SKI-thal weapon

Pub date September 28, 2010

MUSIC E-A-SKI has been in the game nearly 20 years, producing tracks with then-partner CMT for Spice 1’s eponymous 1992 debut on Jive Records and subsequently working with the likes of Master P, Ice Cube, and even Dr. Dre. He’s also maintained a career as a rapper. Yet despite several local radio hits and four major-label deals — Priority, Relativity, Dreamworks, Columbia — he’s never released an album. The deals have always soured, yet the astute businessman has always made money on them, as his professional-grade studio in the middle of a huge house hidden beyond the Oakland Hills attests.

I’ve come by for a private screening of SKI’s new video, "No Problems," the first single from The Fifth of Skithoven, an album he plans to release next year through his own label, IMGMI. If "private screening" sounds highfalutin’, "No Problems" is no ordinary clip. It’s a six-minute film, directed by Wayans Brothers associate Michael Tiddes, that recently won an award for best music video at the 13th Okanagan International Film Festival in Kelowna, British Columbia.

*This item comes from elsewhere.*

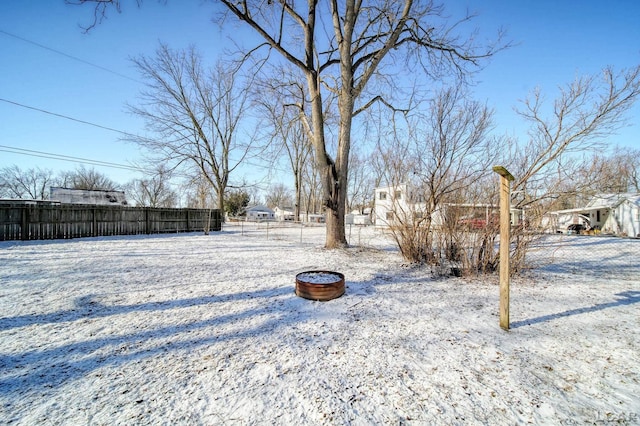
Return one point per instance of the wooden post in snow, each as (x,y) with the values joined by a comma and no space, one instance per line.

"I didn’t just want to keep putting videos out there," SKI explains. "I wanted to do something more cinematic to express the music."

A John Woo-like allegory of rap integrity, "No Problems" finds SKI battling to reclaim his soul from the Devil, wagering the contents of a mysterious Pulp Fictionesque briefcase that he can do it. The "x-factor," as SKI puts it, is the actor playing the gravel-voiced, gangsta Devil: Danny Glover. After meeting years ago in activist circles — SKI frequently mentors inner-city youth — the two recently reconnected when they found themselves members of the same gym. Despite the demands of Glover’s schedule (seven films currently in post-production, according to, the Lethal Weapon star made time for the shoot.

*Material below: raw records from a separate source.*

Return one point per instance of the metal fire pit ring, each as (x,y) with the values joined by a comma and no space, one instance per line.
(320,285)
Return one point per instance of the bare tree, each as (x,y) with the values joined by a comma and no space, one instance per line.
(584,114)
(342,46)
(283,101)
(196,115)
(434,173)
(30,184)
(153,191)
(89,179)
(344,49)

"I did it ’cause SKI kept bugging me," Glover laughs during a quick phone call. "No, seriously. I respect what he does with Oakland and the community, and I thought it’d be fun." Judging by his over-the-top supervillain meltdown as SKI emerges triumphant, Glover had plenty of fun with the role.

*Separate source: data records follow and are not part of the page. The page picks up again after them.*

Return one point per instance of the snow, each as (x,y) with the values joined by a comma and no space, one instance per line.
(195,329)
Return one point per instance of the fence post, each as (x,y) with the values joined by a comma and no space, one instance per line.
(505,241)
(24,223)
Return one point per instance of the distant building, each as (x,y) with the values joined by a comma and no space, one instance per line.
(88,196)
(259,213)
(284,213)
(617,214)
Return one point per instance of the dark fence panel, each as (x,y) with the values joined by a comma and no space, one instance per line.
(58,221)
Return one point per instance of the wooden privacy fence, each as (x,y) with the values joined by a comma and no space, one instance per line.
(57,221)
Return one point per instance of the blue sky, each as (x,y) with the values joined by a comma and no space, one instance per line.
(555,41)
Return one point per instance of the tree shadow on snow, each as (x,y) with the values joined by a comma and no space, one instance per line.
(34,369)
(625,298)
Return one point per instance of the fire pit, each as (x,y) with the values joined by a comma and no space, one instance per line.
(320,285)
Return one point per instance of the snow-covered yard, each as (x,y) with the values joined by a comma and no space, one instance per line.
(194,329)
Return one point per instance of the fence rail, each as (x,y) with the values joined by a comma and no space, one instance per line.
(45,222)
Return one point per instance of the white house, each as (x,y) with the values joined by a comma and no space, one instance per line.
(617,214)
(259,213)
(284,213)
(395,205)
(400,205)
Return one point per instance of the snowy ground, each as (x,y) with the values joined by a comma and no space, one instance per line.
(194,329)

"It was an honor for him to even want to be in a hip-hop project," SKI says. "I did my first line with him and just froze, like, ‘This is Danny Glover!’ I ain’t gonna lie, I got star-struck! And I’ve done a lot of stuff."

It’s hard to imagine a tongue-tied E-A-SKI, but then again, even Frank Sinatra looks intimidated alongside Marlon Brando in Guys and Dolls (1955). Getting Glover in his video is exactly the type of rabbit SKI consistently pulls out of his hat to keep himself relevant in a genre in which artists usually have short self-lives. Even on his own independent label, SKI routinely places videos on MTV, most recently 2009’s "Rare Form" by IMGMI-signee and Frontline-member Locksmith. Although there’s a trailer for "No Problems" on MTV’s movie blog, and SKI plans more film festival screenings, the video remains unreleased.

"I want to make its debut a big thing," SKI says. "Like MTV showing the trailer, having a build up, then boom! — a Jam of the Week. We have a relationship, so they’re open to it. But it’s still in the works because I’m trying to see what’s best for my album."

Like a rap Paul Masson, SKI will serve no wine before its time, and Skithoven is no exception, though he’s already lined up tracks with the likes of Tech 9ine, Freeway, and Ice Cube (whose upcoming I Am the West [Lench Mob] includes a bonus track produced by SKI). "It’s like a puzzle," he says. "I like to get the pieces and now I’m structuring it." But will we finally see an album from the man known as "The Bay’s Dre," or will there be more of the Detox-like delays that have led him to shelve previous discs like Earthquake and Apply Pressure? SKI’s patience is unwavering.

"I never let people dictate to me," he says. "I’m gonna do what I wanna do. I’ve always been a firm believer in, if I can’t do what I want to do at that time and then too much time goes by, it’s time to reinvent."